Every pastor that I know wants this church to grow. Every pastor that I know also realizes that the single best way for that growth to happen is when his people invite their friends, relatives and neighbors. Fewer than 2% ever do. Why? I don’t want this post to be too negative, but rather give some points where small practical changes might make a big difference.
You ignore them.
People don’t invite their friends because you’ll basically ignore them.
Yes, I know, you have that little window in your service where you greet all the visitors and tell them to go get a mug in the welcome center. Sorry, doesn’t work for me.
Let’s use the analogy of visiting a home. First time visitors are treated special, right? But you don’t just prepare a meal and leave them to eat it alone, right? Show them around the house and then leave them to their own designs?
Maybe it’s just me, but the most important part of having visitors in our home is getting to know them. Talking TO them.
How do we do that? Include them in the conversation. In your sermon. Make it a discipline to add a few sentences to your sermon.
“If you are new here this morning, you might not know…”
“If you are not a Christian, this doesn’t apply to you. Tune out for a couple minutes” (You just upped the ante, and they will be all ears from then on.”
Don’t pretend they aren’t there when you challenge your people to invite people. “Hey, invite your friends next week.” Rather, brag on their friends.
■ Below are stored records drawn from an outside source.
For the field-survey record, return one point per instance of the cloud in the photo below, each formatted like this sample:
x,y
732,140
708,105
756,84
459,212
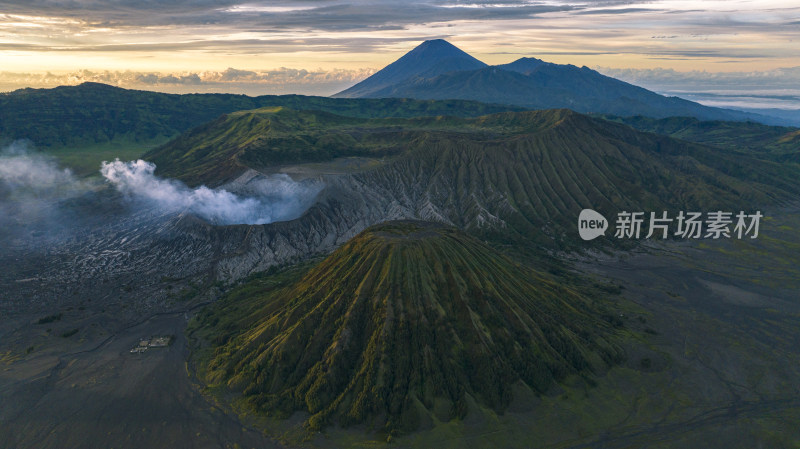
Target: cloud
x,y
275,197
20,169
281,80
777,88
32,186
This one is a discipline, but write part of your sermon to unbelievers. Most pastors that I know, even the great ones, spend very little time in their sermon with an awareness that visitors and especially non-believing visitors, are listening. Don’t preach to the choir. Preach to everyone.
You use excessive insider language
People don’t invite their friends because they are afraid their friends won’t understand what is going on.
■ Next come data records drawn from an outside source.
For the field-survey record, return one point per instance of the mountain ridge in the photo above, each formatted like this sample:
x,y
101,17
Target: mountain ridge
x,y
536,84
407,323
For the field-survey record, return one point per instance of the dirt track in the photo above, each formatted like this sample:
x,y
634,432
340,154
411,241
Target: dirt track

Listen, if they are there, they know they are in a gathering of believers. We can, however, make our language more inclusive without watering down the message.
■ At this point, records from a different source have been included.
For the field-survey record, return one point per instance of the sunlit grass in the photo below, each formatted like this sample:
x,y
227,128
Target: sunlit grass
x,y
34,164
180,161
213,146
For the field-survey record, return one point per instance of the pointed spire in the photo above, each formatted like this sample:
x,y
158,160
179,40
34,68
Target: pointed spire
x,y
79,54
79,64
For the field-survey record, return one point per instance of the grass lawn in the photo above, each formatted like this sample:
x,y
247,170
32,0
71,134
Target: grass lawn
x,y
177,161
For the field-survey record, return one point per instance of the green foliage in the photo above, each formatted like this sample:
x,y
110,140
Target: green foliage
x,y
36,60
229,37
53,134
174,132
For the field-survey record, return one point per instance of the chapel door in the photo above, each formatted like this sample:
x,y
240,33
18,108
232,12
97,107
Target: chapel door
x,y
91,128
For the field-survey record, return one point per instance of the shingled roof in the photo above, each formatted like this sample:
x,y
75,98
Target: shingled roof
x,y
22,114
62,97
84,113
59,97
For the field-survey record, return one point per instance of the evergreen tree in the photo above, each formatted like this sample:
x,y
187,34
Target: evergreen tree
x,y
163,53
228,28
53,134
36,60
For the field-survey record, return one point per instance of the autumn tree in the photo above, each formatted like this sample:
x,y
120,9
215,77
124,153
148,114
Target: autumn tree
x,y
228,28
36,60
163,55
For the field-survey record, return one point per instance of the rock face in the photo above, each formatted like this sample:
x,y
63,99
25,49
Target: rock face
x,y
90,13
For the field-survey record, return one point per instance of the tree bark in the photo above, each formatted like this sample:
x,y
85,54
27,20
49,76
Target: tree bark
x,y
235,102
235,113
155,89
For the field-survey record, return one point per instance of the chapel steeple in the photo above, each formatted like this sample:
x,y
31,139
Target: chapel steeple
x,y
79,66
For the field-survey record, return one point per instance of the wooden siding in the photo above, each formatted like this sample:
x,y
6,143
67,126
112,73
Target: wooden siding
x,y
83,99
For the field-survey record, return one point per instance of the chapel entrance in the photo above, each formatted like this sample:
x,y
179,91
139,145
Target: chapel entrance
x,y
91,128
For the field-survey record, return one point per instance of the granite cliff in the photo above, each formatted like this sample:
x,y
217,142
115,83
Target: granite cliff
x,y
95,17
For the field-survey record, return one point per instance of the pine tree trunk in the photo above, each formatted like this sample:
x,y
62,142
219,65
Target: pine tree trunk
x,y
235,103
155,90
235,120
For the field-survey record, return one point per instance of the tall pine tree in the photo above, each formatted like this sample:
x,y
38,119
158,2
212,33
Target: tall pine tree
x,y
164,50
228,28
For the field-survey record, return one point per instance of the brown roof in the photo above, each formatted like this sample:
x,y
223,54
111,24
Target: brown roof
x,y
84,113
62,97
For example, I would always refer to our musicians as “the band.” We would never say “Good morning church! Let’s stand and worship.” A non-believer with hang-ups already now has 2 more. 1. He or she doesn’t feel like they are the “church” and you’ve asked them to worship a God they don’t believe in.
“Good morning everyone, would you join us by standing and singing” accomplishes the same thing without putting up barriers for newcomers.
Another example is acronyms. For brevity sake, we like to use insider language in our announcements.
“Radical meets on Tuesday, Famous and Funny meets Thursday nights, and 3Cs meets every other Sunday during PowerHour.” Huh?
Slow down or write it down.
You are not friendly.
Oh, everyone thinks they are friendly. Having a greeter at the front door doesn’t make you friendly. Even Walmart has a greeter at the front door.
The reality is that when someone new comes to your church, they want to know if leadership is friendly. Are you accessible?
I remember hearing that Bill Hybels would stand in what they called “the Bull Pen” and talk with people as long as there were people who wanted to talk to him. I know you can’t have long conversations with everyone, but isn’t outreach one of our main reasons for big corporate gatherings? Oh yeah, that’s right, our corporate gatherings are all about us. NO!
I’ve recently been attending a church. I’m not pastoring or preaching much right now, our ministry is behind the scenes. But for 8 months we have attended this church and I’ve had 1, and by 1 I mean 1, conversation with someone on Sunday morning. Why would I want to join a small group (the common answer) when I can’t even get someone on Sunday to talk to me?
Lots of hype, little substance.
Nothing drives me more nuts than being told “God is doing something special here at church.”
Listen, if He is, I’ll know it, you won’t have to tell me. Bragging on yourself is a surefire way to completely turn me off. And I imagine, many others as well.
When God is truly present, his Presence welcomed and his people genuinely love him and each other, these things are easier. But they still require intentionality.
Think through your Sunday morning gatherings. Ask your people why they don’t invite their friends.